What's the difference between an internet troll and a video game character?
Video game characters have lives.
How do ghouls like their meals?
Runny!
How do French skeletons say hello?
- Bone-jour!
Dracula always read the best selling local newspaper because he heard that it had a good circulation.
A monster terrorized a village.
He kept doing it ogre and ogre again...
What time does the Wicked Witch have her clocks set to?
Greenwitch Mean Time.
Why did the ghoul eat a light bulb?
Because it wanted a light snack!
What do vampires use when baking cakes?
Batter.
A werewolf's favorite day of the week is Moonday.
Vampires make awful businessmen. They just can't deal with the stakeholders.
What is the Abominable Snowman's favourite type of cup?
A yeti.
What do you call a necromancer werewolf?
A dog with a bone.
Why do werewolves not enter the Olympics? Too high a chance of a silver medal.
I used to be a werewolf but I’m ok noooooooooooow!!
Why do ghosts like elevators? They raise their spirits.
How do you stop an Internet troll?
Seize their memes of production.
What job did Dracula’s son have on his little league team?
Bat boy!
What's a ghost with a broken leg called? A hoblin goblin.
Why do zombies speak Latin?
It’s a dead language.
What is a witch's favorite ride at the fair?
A scary-go-round.
Normal Zombies: BRAAINNNNSSS!!
Vegetarian Zombies: GRAAINNNNSSS!!
Body Builder Zombies: GAAINNNNSSS!!
Plumber Zombies: DRAAINNNNSSS!!
Conductor Zombies: TRAAINNNNSSS!!
Weatherman Zombies: RAAINNNNSSS!!
Who brings the monsters their babies?
Frankenstork.
The zombie worked for years to win this prize. He showed real dead-ication.
What do you call a troll that’s in charge?
In control.
How is Big Foot so good at rock climbing?
He always finds the biggest footholds.
Can’t take my eyes off of her brewtiful face.
What did the broken hearted skeleton say?
After all to-marrow is another day.
What did the minotaur say to the real estate agent?
- Amazing.
What do you call Bigfoot from Canada?
Sasquatch-ewan.
What do Ghosts suffer from? Saturday fright fever.
How do ghosts take their eggs? Terri-fried.

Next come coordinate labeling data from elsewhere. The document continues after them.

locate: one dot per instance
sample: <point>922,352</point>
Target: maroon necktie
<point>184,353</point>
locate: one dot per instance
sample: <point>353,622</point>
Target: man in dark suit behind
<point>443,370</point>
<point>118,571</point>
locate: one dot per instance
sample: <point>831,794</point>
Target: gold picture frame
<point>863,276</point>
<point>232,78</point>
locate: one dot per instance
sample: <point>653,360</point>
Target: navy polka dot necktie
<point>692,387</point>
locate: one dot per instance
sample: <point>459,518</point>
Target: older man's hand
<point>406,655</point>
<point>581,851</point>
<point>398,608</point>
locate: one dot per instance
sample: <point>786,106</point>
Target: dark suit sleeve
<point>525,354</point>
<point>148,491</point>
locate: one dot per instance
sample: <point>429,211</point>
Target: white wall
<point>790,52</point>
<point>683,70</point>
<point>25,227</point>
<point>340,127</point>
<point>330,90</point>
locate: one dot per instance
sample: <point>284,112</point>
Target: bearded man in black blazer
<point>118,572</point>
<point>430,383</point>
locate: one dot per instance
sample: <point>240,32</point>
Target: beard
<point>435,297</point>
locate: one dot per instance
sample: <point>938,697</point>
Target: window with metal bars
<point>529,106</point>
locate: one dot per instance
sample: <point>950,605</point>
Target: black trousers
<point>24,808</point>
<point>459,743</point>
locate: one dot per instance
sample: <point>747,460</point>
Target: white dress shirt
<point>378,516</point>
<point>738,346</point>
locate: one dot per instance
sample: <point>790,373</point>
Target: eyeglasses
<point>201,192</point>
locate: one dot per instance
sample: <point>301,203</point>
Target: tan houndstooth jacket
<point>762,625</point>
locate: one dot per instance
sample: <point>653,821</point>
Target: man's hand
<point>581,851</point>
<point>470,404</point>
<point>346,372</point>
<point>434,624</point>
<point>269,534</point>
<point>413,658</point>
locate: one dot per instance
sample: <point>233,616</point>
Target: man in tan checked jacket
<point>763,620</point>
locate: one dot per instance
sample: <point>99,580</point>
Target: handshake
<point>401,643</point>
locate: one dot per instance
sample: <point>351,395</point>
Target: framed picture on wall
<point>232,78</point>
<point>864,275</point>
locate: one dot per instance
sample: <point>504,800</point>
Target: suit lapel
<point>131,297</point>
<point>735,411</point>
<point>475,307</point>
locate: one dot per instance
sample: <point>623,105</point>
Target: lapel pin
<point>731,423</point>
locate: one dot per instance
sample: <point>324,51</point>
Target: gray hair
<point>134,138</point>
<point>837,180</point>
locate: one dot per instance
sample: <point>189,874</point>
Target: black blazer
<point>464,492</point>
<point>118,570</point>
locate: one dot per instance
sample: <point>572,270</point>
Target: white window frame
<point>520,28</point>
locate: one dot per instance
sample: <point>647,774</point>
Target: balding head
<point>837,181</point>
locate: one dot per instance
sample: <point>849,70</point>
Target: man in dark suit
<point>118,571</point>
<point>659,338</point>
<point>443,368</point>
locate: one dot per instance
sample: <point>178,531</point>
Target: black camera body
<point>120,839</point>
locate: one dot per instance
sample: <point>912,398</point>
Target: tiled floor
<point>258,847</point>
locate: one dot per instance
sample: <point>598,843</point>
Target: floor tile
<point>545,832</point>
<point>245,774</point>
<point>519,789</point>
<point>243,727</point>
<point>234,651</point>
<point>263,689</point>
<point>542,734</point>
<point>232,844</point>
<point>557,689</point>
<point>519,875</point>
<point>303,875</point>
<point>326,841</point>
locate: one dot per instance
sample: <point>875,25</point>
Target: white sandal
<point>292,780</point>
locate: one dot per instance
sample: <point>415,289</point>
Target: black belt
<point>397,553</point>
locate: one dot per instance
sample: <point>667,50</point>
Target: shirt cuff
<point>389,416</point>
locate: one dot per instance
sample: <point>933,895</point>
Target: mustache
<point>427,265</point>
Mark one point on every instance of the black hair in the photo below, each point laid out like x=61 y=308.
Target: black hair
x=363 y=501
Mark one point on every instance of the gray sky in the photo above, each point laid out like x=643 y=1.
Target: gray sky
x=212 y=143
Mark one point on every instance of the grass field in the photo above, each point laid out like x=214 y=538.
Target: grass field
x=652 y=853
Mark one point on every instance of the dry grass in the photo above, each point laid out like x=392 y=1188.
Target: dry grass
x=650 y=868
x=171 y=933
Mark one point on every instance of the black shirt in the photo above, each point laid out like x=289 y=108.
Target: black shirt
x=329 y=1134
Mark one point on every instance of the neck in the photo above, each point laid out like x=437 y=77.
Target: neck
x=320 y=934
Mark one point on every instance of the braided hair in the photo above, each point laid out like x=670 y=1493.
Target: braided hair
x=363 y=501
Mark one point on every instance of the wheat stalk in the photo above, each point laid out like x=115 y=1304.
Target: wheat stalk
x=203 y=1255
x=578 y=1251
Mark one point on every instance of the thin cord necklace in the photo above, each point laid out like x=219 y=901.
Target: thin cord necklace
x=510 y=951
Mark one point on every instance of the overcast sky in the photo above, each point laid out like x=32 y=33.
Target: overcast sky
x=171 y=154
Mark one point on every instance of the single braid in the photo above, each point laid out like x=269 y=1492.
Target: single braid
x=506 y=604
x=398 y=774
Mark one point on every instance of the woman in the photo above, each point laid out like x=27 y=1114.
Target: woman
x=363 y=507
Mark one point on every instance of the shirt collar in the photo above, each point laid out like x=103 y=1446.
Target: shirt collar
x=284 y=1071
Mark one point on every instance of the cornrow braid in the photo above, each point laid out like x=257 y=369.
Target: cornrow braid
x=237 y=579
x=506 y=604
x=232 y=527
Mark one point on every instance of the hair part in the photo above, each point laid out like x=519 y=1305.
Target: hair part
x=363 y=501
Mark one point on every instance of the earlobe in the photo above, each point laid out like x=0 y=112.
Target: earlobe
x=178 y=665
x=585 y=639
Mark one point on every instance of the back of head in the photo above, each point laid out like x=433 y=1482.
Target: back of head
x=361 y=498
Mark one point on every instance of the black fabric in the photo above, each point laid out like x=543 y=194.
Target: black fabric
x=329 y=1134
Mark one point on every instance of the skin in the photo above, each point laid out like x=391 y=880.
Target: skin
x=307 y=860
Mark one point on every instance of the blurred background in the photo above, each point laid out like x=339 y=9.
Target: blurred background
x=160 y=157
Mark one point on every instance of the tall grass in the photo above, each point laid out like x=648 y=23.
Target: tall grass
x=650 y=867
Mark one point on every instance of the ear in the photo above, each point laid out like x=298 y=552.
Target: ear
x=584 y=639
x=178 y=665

How do you kill a southern vampire?
You bless his heart.
What do you call a row of zombies?
A deadline.
What happened to the pirate ship that sank in a sea full of sharks?
It came back with a skeleton crew.
What do you call a small Minotaur?
A Minitaur.
What is a Ghost’s favourite toy to play with? Leg-oooooooooooooooo!
All vampires seem to have the same thing for their last meal. A stake.
If you encounter a sea monster, you better get Kraken!
How does Frankenstein jump-start his day?
With a shock of lighting.
Why was there no food left at the Halloween party?
Because everyone was a goblin.
The bartender told the ghost they don't serve spirits after midnight.